Here's what the UBS team has to say about that part of the statement:

"The RBA effectively now has an explicit 'dual mandate', as it is required to explain how it's 'balancing its inflation and full employment objectives'. 

"In the near-term, this means less focus for policy to be 'restrictive' to slow GDP and force enough of a rise in unemployment to ease inflation pressure quickly

"Hence, this reduces this risk of additional hikes in the near-term; albeit the RBA's desire for a 'narrow path to a soft landing' has already acted in this manner."

ASX200 in positive territory

Jumping over to the sharemarket quickly, the ASX200 index has spent the last few hours clawing back its early morning losses.

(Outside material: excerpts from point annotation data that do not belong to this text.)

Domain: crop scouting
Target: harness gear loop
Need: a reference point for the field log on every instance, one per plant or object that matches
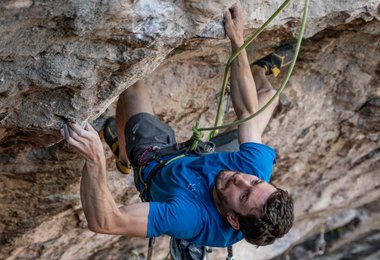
(197, 132)
(197, 136)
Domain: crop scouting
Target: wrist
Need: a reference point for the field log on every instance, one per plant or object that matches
(237, 43)
(96, 163)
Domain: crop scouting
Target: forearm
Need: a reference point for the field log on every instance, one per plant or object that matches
(98, 204)
(243, 88)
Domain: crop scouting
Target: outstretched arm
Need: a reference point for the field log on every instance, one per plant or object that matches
(243, 88)
(100, 209)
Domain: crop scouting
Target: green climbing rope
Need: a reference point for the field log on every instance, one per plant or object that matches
(220, 113)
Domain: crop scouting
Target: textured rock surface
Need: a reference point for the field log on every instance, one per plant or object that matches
(69, 62)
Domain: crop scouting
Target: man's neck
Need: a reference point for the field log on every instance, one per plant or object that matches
(217, 202)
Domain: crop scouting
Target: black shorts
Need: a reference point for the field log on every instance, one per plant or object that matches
(145, 130)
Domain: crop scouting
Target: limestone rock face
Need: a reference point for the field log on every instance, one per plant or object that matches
(69, 61)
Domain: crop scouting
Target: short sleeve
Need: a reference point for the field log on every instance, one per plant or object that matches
(177, 218)
(259, 156)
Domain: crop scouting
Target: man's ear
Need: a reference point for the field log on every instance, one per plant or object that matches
(233, 220)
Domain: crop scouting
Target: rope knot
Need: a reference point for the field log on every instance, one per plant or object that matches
(197, 136)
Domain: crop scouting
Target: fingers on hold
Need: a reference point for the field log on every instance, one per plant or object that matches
(90, 128)
(227, 16)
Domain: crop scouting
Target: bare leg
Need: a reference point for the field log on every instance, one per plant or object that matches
(265, 92)
(133, 100)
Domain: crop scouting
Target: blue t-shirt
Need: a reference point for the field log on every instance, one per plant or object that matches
(182, 204)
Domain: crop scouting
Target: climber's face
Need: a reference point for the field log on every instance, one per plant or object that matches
(242, 193)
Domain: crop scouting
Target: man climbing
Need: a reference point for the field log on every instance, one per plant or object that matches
(214, 199)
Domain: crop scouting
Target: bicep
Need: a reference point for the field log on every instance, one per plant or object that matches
(249, 131)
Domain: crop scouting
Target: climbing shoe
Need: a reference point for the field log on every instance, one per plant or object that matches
(110, 137)
(280, 58)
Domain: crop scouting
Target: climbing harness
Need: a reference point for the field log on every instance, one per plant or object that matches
(196, 139)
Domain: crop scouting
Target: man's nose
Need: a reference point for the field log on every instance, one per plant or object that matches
(240, 181)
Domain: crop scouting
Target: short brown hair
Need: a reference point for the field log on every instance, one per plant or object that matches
(275, 222)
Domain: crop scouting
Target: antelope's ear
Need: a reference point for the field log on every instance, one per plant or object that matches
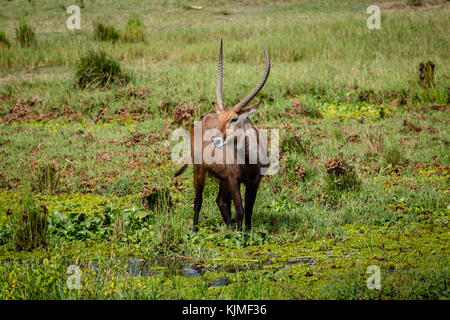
(245, 113)
(216, 107)
(251, 109)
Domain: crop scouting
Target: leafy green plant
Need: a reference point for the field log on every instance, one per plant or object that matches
(341, 176)
(134, 30)
(25, 34)
(98, 69)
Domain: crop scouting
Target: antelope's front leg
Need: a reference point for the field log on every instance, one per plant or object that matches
(199, 183)
(237, 200)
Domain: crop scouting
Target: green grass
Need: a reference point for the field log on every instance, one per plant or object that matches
(92, 144)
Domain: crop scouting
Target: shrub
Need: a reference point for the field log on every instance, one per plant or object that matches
(29, 225)
(4, 41)
(25, 34)
(105, 33)
(134, 30)
(97, 69)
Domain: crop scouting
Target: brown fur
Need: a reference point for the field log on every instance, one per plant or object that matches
(230, 176)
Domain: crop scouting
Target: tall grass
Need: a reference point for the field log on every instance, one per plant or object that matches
(25, 34)
(29, 225)
(134, 30)
(98, 69)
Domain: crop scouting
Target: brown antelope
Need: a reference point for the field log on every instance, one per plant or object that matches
(239, 170)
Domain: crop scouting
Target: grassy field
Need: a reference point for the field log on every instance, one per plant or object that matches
(86, 176)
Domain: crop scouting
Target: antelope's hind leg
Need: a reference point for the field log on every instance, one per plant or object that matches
(223, 201)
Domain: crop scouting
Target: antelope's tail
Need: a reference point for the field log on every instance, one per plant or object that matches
(181, 170)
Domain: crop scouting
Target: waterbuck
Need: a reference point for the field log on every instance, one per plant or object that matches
(216, 133)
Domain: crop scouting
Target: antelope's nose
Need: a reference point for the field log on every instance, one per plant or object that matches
(217, 142)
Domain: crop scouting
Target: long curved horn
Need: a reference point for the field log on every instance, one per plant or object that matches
(220, 80)
(258, 88)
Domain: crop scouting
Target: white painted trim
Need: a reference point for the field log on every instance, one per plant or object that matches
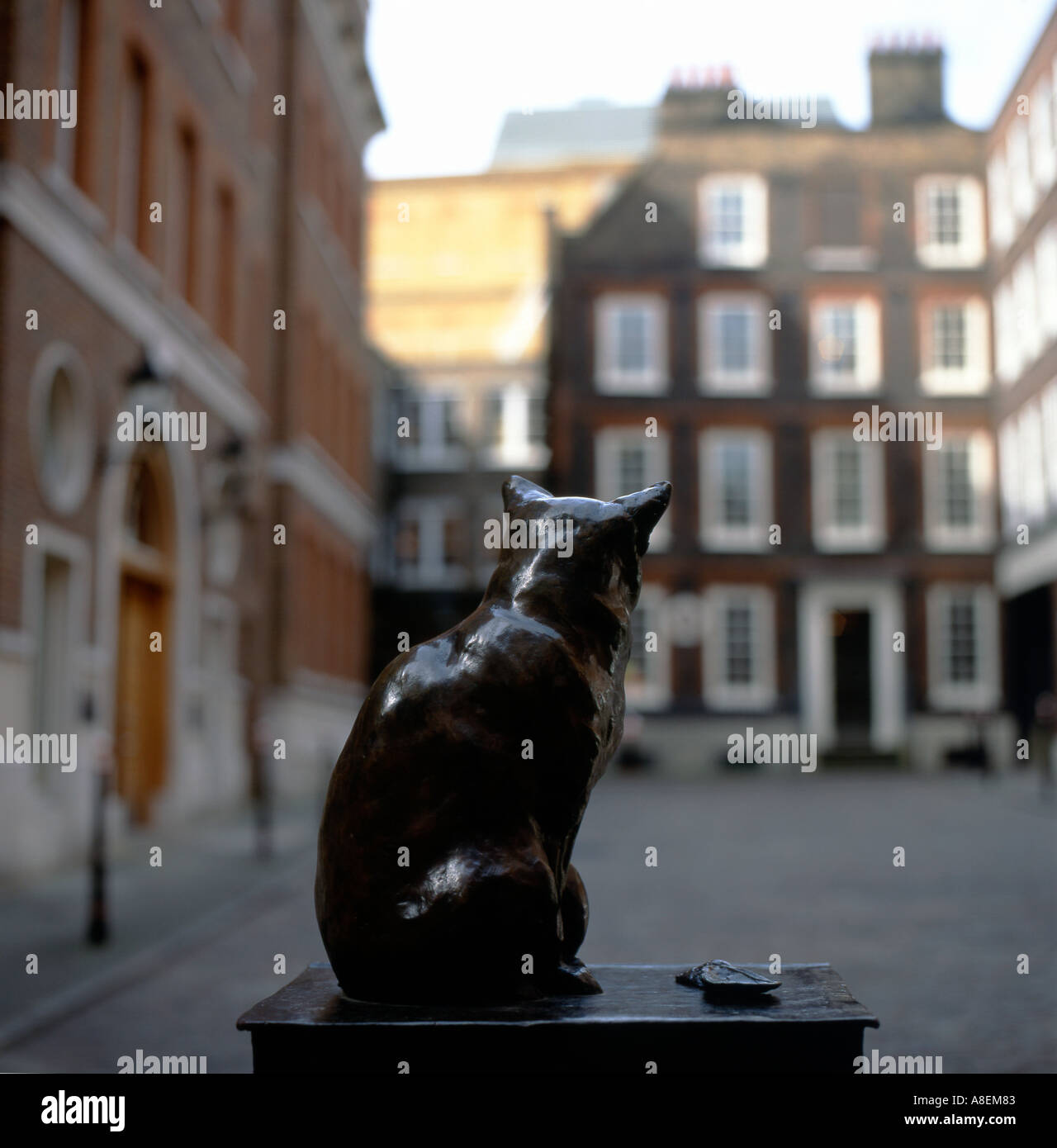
(869, 535)
(338, 69)
(61, 356)
(981, 695)
(761, 694)
(974, 378)
(753, 249)
(214, 373)
(429, 571)
(607, 441)
(77, 553)
(609, 378)
(327, 488)
(712, 378)
(888, 668)
(970, 250)
(980, 535)
(714, 534)
(866, 376)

At 1.50pm AEDT, it's sitting 10 points higher.

Job vacancies decline by 1.6% in September quarter

I've put together this graph to show the relationship between unemployment and job vacancies.

In the September quarter last year, we experienced the extremely rare situation there was one unemployed person for every job vacancy. 

That was the peak of our labour market tightness.

But ever since then, the number of job vacancies has been slowly declining from that record high (although they're still much higher than their pre-COVID level).

In the September quarter this year, there were 509,400 officially unemployed people, but only 418,400 job vacancies — that is, 91,400 more unemployed people than vacancies.